Spider est confronté à ce problème rendu plus délicat par une mémoire construite sur des souvenirs erronés à force de distorsion.

Très vite, l'interrogation des souvenirs, retraçant un parcours mental chaotique, va révéler un clivage évident : la figure de la mère est idéalisée alors que celle du père est particulièrement négative, révélant une faille psychique évidente.Notre héros va donc devoir se méfier de ses propres souvenirs afin de se révéler à lui-même.

Ceci permet à Cronenberg de distiller un climat à la tension lourde, à l'intensité particulièrement dérangeante : en effet douter de ses propres souvenirs n'est il pas déjà douter de soi-même ?

En cela, notamment, Spider s'intègre finalement bien aux thématiques habituelles de l'auteur toujours intéressé par la dimension intime de l'horreur : si celle-ci était autrefois organique, elle deviens ici plus psychologique et par là même plus indicible et délicate à saisir.

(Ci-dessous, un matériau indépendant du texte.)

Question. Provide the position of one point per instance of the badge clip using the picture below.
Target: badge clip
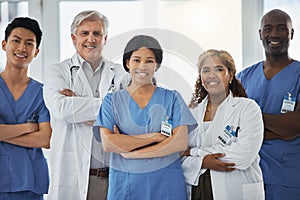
(166, 127)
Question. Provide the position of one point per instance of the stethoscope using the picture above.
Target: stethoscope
(74, 69)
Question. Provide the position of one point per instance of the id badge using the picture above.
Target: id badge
(288, 103)
(225, 137)
(166, 128)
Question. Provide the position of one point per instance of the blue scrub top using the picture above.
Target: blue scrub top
(120, 109)
(23, 168)
(280, 159)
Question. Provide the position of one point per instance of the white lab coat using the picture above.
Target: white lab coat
(246, 181)
(71, 142)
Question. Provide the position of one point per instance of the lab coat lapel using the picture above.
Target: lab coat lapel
(106, 80)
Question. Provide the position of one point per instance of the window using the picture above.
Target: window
(184, 29)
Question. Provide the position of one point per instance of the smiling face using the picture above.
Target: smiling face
(89, 41)
(276, 32)
(142, 65)
(215, 76)
(20, 48)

Avec la maturité,  Cronenberg semble se diriger vers une dimension moins visuelle de l'horreur, ce que confirmera la suite de sa filmographie : «  a history of violence », «  les promesses de l'hombre », mais s'inscrivant tout autant dans ses thématiques fétiches : l'intériorité de l'horreur et le rapport intime que nous entretenons avec elle, l'intérêt pour les liens entre réalité et fantasmes, le tout filmé avec une obsession clinique.

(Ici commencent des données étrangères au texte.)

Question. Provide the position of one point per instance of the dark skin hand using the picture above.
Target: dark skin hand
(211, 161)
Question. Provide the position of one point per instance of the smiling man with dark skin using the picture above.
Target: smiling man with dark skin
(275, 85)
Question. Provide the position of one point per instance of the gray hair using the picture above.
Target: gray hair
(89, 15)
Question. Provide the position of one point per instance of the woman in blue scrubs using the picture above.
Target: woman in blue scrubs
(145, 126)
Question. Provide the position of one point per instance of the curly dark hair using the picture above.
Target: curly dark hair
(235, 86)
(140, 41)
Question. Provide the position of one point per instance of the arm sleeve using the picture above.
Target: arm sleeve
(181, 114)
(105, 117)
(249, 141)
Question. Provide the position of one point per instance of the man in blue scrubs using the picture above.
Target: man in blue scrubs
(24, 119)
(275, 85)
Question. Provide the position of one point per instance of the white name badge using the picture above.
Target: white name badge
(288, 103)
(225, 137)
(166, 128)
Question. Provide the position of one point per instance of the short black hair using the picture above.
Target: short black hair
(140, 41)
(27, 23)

Spider, à l'instar de l'araignée, va devoir dénouer écheveaux complexes et trompeur de la « toile » de ses souvenirs, remonter le fil de sa vie afin de connaître la vérité sur lui-même.

Il est intéressant de constater que le sobriquet de notre héros opère aussi bien sur le plan symbolique et métaphorique, dans le fait de démêler ses souvenirs, que sur le plan « réel », notamment lorsqu'il tisse une toile dans la maison de ses parents, à l'aide d'une fine cordelette afin de mettre en œuvre un plan machiavélique destiné à faire mourir son père et celle qu'il considère comme une usurpatrice et qui est, dans son esprit, censé avoir remplacée sa mère dans des circonstances qu'il imagine sombres et sordides.

Ces souvenirs, tout en participant à la reconstruction de notre héros, révèlent la folie de celui-ci ainsi que sa nature, éclatant alors au grand jour de manière incontournable : Spider est profondément schizophrène, le clivage et la perte de repères devenant d'indéniables éléments de la grammaire cinématographique développée par Cronenberg opposant la froideur du présent filmé dans des tons proches du monochrome à des souvenirs – flash back plus colorés et picturaux.

 

 

 

Avec Spider, David Cronenberg se livre à un exercice cinématographique pleinement maitrisé et passionnant, rendant la notion d'horreur plus intérieure encore et liée à la personnalité de chacun, à sa psychologie, évoluant sur la mince frontière séparant le normal du pathologique, le réel du fantasme. Ce faisant, alors même que Cronenberg semble s'éloigner de ses premières amours, il n'en finit pas d'interroger notre soif d'illusion, ayant posé clairement les premiers jalons de sa réflexion dans « vidéodrome » où l'homme devenait l'objet de ses propres illusions via la télévision et l'image. Ici, l'homme est victime de sa vision subjective des choses et de sa propre reconstruction des souvenirs.